The Wall Street Journal:
Greece's problem isn't too little revenue, it's too much government. More on the country's bureaucracy nightmare here.Critics say a sprawling civil service has tried to secure its own survival through an opaque patchwork of fees, taxes and red tape.
The European Commission estimates the administrative burden of Greece's bureaucracy—the value of work devoted to dealing with government-imposed administration—is equivalent to 7% of gross domestic product, twice the EU average.
That has deterred foreign investors, who could be a potential source of growth now that the Greek economy is being squeezed by austerity measures aimed at avoiding national bankruptcy. Foreign direct investment last year was €3.8 billion, or $5.1 billion—about the same as Bulgaria, a former communist neighbor with two-thirds the population of Greece, according to the United Nations Conference on Trade and Development.
Tourism is Greece's top money earner. But despite the country's magnificent coastlines and ancient monuments, many visitors are young people traveling on a shoestring. Operators trying to attract higher-end tourists say ham-handed government moves have driven business away.

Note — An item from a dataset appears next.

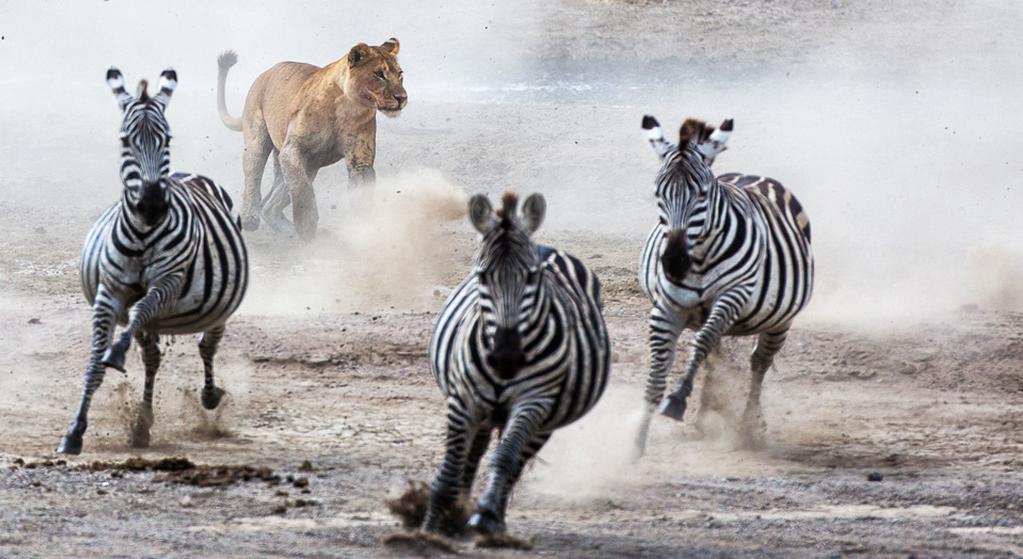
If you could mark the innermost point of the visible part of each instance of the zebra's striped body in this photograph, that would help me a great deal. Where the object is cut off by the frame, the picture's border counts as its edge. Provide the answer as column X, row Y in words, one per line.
column 199, row 240
column 168, row 258
column 729, row 256
column 520, row 346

This past August, for example, Athens imposed a new tax on yachts in an effort to close its budget gap. A 43-foot craft under a foreign flag was levied $5,265 a year if it had spent more than 40 days a year in Greek waters since March 2009. For a 98-foot boat, the charge was about $27,000.
The new tax "was a squeeze-the-rich measure, so they just left," withdrawing a much-needed source of crew salaries, port fees, fuel taxes and onshore spending, says Peter Custer, marketing and sales manager at Privatsea Yachting, a yacht-services firm in Athens.